I would like to make a simple games console, based around an RP2040 chip on a custom PCB, and including a 240x240 LCD screen. I am designing this roughly to fit in the footprint of an iPod nano shape and size. The overall dimensions are around 50x100x10mm This is part of Hack Club Macondo. You can find my project at macondo.hackclub.com/projects/1137
The project will be made up of a custom pcb, including the chip, 16MB flash, battery management circuits etc. I will also use:
- 3.7v 1000mAh LiPo battery
- 1.54" LCD Screen (Already purchased) of pixel dimensions 240x240 and through an SPI interface
The exterior will be 3d printed. I can print these things myself at school.
D-pad controls (Up, down, left, right), as well as A and B buttons and 2 buttons for other functions, such as going to menus, pausing games, etc
I initially considered making this a gameboy emulator, but decided that that was against the spirit of the project, since I would like to code most of the things on there and don't particularly feel like playing gameboy games without sound. Initially, I will code games like Pong and Snake in Go, and then who knows what I will go to past then. The one exception to trying to code all my own games is that, as a rite of passage into hardware engineering, I want to run Doom..
The development is well abstracted, so that the game logic isn't actually connected to any of the code for the SPI interface, for example. There is an interface for the device inputs and screen outputs, and a seperate interface for a WASM build that uses the keyboard to control it and renders to a html canvas. You can find this online: ferretboard.louisbourgault.com
- /software - all software to run both on the machine and for development
- /mini-games - The kicad project and files for the hardware
- /mini-games/jlcpcb/production_files - The files for sending to JLC, exported by the jlcpcb tools plugin in kicad. Big thanks to this plugin: Bouni/kicad-jlcpcb-tools
- These are also duplicated in /production, for ease of review.

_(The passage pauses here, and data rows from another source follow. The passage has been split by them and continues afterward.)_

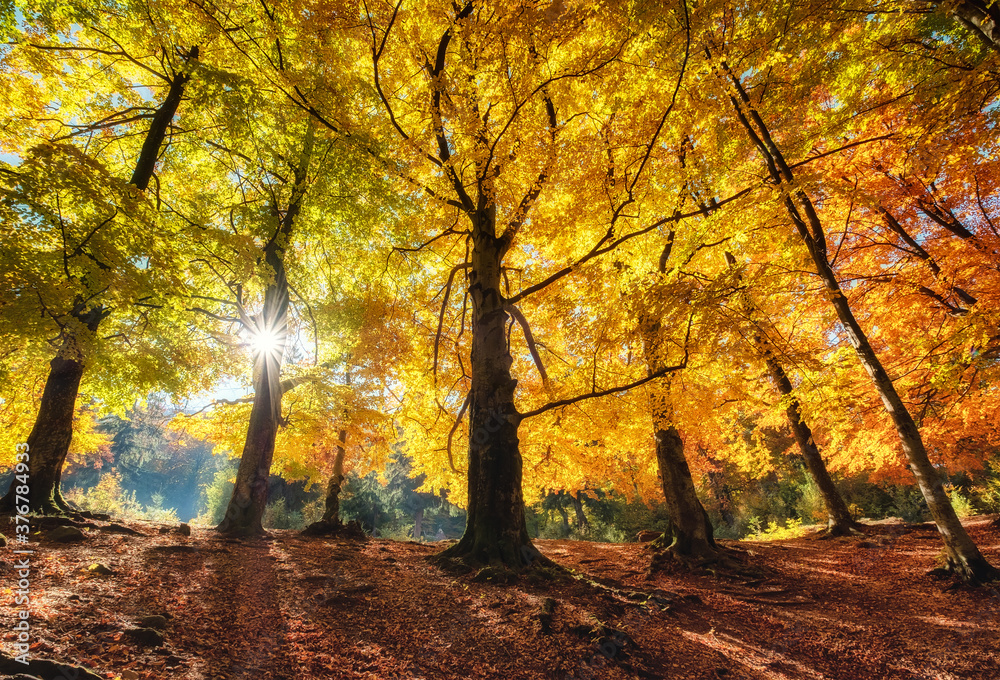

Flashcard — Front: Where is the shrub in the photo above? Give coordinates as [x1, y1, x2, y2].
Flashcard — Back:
[795, 478, 827, 524]
[194, 467, 236, 525]
[262, 497, 304, 530]
[742, 517, 808, 542]
[64, 471, 177, 521]
[944, 483, 975, 519]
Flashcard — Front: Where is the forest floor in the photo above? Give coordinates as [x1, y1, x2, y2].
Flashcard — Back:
[1, 515, 998, 680]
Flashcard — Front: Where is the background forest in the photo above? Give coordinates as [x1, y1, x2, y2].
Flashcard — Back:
[4, 0, 1000, 583]
[3, 398, 997, 543]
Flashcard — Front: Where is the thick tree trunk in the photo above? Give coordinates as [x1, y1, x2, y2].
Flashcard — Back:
[948, 0, 1000, 52]
[653, 423, 717, 557]
[216, 366, 280, 535]
[437, 209, 536, 570]
[723, 63, 996, 581]
[762, 353, 858, 535]
[638, 302, 717, 559]
[1, 49, 195, 515]
[0, 347, 88, 514]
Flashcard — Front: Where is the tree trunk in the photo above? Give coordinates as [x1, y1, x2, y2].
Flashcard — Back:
[437, 208, 536, 570]
[555, 492, 571, 538]
[814, 256, 994, 578]
[723, 62, 996, 581]
[724, 250, 857, 535]
[216, 360, 281, 535]
[653, 422, 717, 557]
[572, 491, 589, 531]
[638, 302, 717, 559]
[321, 429, 348, 525]
[762, 352, 857, 535]
[949, 0, 1000, 52]
[0, 347, 87, 514]
[413, 507, 424, 542]
[217, 123, 313, 536]
[1, 50, 196, 515]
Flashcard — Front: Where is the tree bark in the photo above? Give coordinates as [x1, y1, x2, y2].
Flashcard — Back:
[572, 491, 589, 531]
[413, 507, 424, 542]
[638, 233, 717, 559]
[436, 208, 536, 570]
[321, 429, 348, 525]
[948, 0, 1000, 53]
[723, 60, 996, 581]
[555, 492, 571, 538]
[216, 362, 281, 535]
[0, 345, 87, 513]
[723, 251, 857, 535]
[652, 422, 717, 557]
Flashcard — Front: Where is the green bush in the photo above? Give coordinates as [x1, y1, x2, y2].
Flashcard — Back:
[65, 471, 177, 522]
[944, 484, 976, 519]
[890, 485, 928, 524]
[262, 497, 304, 530]
[194, 467, 236, 525]
[795, 479, 827, 524]
[972, 477, 1000, 514]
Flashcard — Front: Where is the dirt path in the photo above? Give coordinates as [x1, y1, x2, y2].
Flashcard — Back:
[1, 516, 998, 679]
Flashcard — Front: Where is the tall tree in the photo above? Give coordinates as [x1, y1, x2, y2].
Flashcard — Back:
[0, 4, 202, 513]
[709, 30, 997, 580]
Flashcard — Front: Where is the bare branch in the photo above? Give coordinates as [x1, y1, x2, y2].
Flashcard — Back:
[505, 303, 548, 386]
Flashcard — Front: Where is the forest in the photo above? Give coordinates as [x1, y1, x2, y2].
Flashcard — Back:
[2, 0, 1000, 678]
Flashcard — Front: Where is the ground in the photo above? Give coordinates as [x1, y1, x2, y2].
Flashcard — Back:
[1, 516, 998, 680]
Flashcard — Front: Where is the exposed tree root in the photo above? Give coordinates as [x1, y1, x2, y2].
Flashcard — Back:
[646, 542, 766, 581]
[429, 543, 570, 584]
[301, 518, 367, 540]
[816, 520, 867, 539]
[0, 652, 103, 680]
[569, 573, 677, 611]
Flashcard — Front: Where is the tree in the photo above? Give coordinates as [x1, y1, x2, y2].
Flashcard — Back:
[0, 3, 202, 512]
[706, 11, 997, 579]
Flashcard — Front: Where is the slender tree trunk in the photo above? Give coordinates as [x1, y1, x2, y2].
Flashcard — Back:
[437, 208, 535, 570]
[1, 51, 196, 515]
[321, 429, 348, 525]
[413, 507, 424, 542]
[555, 492, 571, 538]
[571, 491, 589, 531]
[723, 60, 996, 581]
[723, 251, 857, 535]
[705, 467, 735, 526]
[761, 352, 857, 535]
[217, 123, 313, 536]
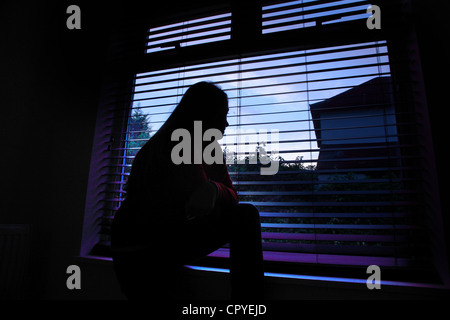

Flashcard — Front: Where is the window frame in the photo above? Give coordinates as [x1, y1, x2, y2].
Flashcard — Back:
[81, 0, 449, 286]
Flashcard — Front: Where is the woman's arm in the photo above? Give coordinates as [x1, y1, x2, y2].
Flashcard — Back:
[208, 175, 238, 207]
[184, 160, 238, 219]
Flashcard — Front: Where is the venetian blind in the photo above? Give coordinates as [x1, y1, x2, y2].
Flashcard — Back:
[262, 0, 372, 34]
[146, 12, 232, 53]
[99, 39, 430, 270]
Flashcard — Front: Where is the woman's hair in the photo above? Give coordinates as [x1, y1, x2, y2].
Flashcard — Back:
[155, 81, 228, 137]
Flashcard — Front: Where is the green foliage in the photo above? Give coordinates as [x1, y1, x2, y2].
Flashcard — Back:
[124, 106, 152, 173]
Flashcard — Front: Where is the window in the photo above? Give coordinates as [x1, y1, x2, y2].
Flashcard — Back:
[118, 40, 430, 268]
[83, 0, 446, 284]
[146, 12, 232, 53]
[262, 0, 372, 34]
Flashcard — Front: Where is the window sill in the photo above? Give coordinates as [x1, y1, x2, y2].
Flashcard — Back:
[77, 254, 450, 300]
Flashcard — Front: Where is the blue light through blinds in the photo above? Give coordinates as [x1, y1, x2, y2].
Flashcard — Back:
[146, 12, 232, 53]
[262, 0, 372, 34]
[107, 40, 431, 268]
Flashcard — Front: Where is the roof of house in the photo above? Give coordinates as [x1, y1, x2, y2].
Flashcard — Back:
[310, 76, 393, 144]
[308, 76, 398, 171]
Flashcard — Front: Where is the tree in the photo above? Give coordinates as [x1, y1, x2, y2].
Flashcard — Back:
[124, 106, 152, 173]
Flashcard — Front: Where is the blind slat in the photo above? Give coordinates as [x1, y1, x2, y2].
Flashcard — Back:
[145, 12, 232, 54]
[134, 51, 388, 92]
[209, 248, 415, 267]
[261, 232, 405, 242]
[135, 41, 386, 80]
[262, 0, 371, 34]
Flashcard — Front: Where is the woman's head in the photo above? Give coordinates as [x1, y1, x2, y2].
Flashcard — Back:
[166, 81, 229, 134]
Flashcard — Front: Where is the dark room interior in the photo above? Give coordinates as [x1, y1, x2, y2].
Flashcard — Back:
[1, 0, 450, 305]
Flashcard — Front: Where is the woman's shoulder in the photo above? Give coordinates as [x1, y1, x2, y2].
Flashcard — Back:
[139, 134, 174, 162]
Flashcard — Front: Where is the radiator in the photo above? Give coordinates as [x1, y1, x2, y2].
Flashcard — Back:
[0, 224, 30, 299]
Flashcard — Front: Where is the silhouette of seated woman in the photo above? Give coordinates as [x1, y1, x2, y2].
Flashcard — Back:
[111, 81, 264, 300]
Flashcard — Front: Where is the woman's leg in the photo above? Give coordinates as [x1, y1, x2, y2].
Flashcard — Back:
[175, 203, 264, 300]
[228, 203, 265, 300]
[171, 203, 264, 300]
[112, 204, 264, 300]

- /case - files for the making of the case. This includes f3d and stl files.
- /img - the images used in this readme
You'll need to compile the binary for wasm using tinygo. I'm on a mac, so keep in mind that all these commands are macos specific and you may be different. For me, tinygo is installed through Homebrew.
GOOS=js GOARCH=wasm tinygo build -o ./software/web/main.wasm -target wasm -tags=wasm ./software/cmd/wasm
cp $(tinygo env TINYGOROOT)/targets/wasm_exec.js /software/web/
It can be quicker to use the typical go WASM handler for builds, since the tinygo toolchain can take quite a while, even on a decent computer. In this case, the js file is different, so the commands are:
cp "$(go env GOROOT)/lib/wasm/wasm_exec.js" ./software/web/
GOOS=js GOARCH=wasm go build -o ./software/web/main.wasm ./software/cmd/wasm
Then, regardless of which you use, you need to actually serve this directory. For debugging, I do this through cd'ing into it and then running python3 -m http.server, which works well enough for me.
You'll need to compile it with TinyGo, as well. I'll add instructions for this once I have the device built.